O uso de indicadores pressupõe, de todo modo, a qualificação dos objetivos organizacionais e das metas a serem alcançadas, os quais servirão de apoio as ferramentas de accountability assumidos dentro da organização e de suas políticas. O uso eficaz dos indicadores exige que os objetivos estejam bem desenhados e que sejam de conhecimento generalizados, bem como dos meios a alcançá-los.  Para isso, os fatores como recursos (incluindo de pessoal), informação (possuir informações e canais de comunicação), orientação por objetivos (meios compartilhados para o atingimento das metas), e instrumentos legais e de controle externo, apoiam a adoção e a implementação, promovendo o sucesso da política.

Frente ao exposto, foi possível observar que accountability não se caracteriza de fato como conceito fechado, único, mas reforça-se por atributos consistentes e múltiplos elementos, os quais servirão, adiante, como base para análise de um caso real.

3. A Política Pública: o programa de Segurança “Pacto pela vida”

Beato (2012) discutindo a construção da violência como problema público aponta alguns componentes que são relevantes à configuração de uma política de segurança. Indica a ação do Estado como propulsor da resposta pública, como condutor da política e sugere a articulação de diversas instituições na execução dessa resposta (por considerar a complexidade do fenômeno); sem afastar, no entanto, a atribuição de responsabilidade a seus condutores. De acordo com o autor

Crime, acidentes de trânsito ou delinquência de menores são problemas sociais, mas como eles tornam-se problemas públicos? Isto é algo que envolve uma atuação mais moralmente empreendedora por parte do Estado, além do envolvimento de diversas instituições às quais cabem a responsabilidade de apresentar múltiplas possibilidades de resolução. Assim, responder à questão do crime como um problema público, remete-nos à discussão acerca das dimensões culturais e estruturais envolvidas. Isto implica necessariamente em atribuirmos responsabilidade a quem cabe resolvê-lo: significa decidirmos quem é seu ‘proprietário’. (Beato, 2012, p. 3).

De acordo com o mesmo autor, programas e estratégias de segurança baseados em uma articulação multi-institucional entre estado e sociedade é o que tem se mostrado mais eficaz na resposta à violência. Sob o entendimento de que o crime é uma coisa “muito séria” para ser deixada apenas sob o encargo de policiais, advogados ou juízes, defende a atuação combinada de várias instâncias do Estado e, sobretudo, da mobilização da sociedade na condução do problema.

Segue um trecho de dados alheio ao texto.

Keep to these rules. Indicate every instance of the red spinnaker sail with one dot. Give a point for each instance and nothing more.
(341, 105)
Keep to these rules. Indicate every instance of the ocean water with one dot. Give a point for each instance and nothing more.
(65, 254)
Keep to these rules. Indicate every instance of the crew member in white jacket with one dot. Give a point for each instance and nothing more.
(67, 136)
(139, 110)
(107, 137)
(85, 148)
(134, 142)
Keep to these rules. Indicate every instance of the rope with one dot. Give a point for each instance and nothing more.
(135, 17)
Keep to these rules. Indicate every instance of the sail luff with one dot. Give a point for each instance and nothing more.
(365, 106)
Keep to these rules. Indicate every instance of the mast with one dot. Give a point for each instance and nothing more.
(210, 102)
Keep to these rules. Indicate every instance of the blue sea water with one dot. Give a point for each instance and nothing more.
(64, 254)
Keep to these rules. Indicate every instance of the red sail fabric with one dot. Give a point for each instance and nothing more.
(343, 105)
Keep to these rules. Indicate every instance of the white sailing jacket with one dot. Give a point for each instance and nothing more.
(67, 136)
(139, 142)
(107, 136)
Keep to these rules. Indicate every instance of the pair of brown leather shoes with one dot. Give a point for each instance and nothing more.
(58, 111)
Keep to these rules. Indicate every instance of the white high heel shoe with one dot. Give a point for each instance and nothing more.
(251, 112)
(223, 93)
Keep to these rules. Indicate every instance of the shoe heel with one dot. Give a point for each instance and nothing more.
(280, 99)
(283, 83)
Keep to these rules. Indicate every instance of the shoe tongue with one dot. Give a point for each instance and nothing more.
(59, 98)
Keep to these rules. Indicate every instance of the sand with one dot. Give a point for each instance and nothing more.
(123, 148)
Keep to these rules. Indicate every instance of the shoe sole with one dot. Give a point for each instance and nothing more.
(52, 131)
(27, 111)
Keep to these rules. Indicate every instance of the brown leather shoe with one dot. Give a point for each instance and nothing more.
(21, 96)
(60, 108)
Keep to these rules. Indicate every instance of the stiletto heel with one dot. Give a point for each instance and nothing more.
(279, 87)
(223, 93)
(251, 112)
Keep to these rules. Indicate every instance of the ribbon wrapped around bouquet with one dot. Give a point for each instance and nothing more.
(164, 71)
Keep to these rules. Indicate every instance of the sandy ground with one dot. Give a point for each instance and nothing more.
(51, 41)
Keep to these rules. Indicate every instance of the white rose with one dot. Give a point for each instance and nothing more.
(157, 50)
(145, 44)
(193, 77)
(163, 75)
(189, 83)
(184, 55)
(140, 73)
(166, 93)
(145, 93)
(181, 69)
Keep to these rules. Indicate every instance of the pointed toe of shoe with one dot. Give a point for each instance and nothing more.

O “Viva Brasília - Nosso Pacto pela Vida” é construído sob essa perspectiva.  O programa se apresenta como “...a principal política de segurança do governo de Brasília...”, destacando-se como “...uma nova maneira de enfrentar os problemas de segurança pública, que envolve a colaboração entre as polícias, a população e os diferentes órgãos de governo para a construção de saídas conjuntas para as violências.” (Viva Brasília, 2016, n.p.).

O Pacto é estabelecido na gestão do governador Rodrigo Rollemberg, implementado em abril de 2015, e instituído, via decreto, em julho de 2015. De acordo com seu Documento Orientador trata-se de:

[...] uma estratégia que busca fortalecer a capacidade de governança no enfrentamento e na prevenção de violências, contemplando as ações conjuntas entre as organizações de segurança pública, a utilização de métodos de resolução de problemas de criminalidade e a realização de ações preventivas e de promoção da cultura cidadã (Governo do Distrito Federal, 2015, p. 11).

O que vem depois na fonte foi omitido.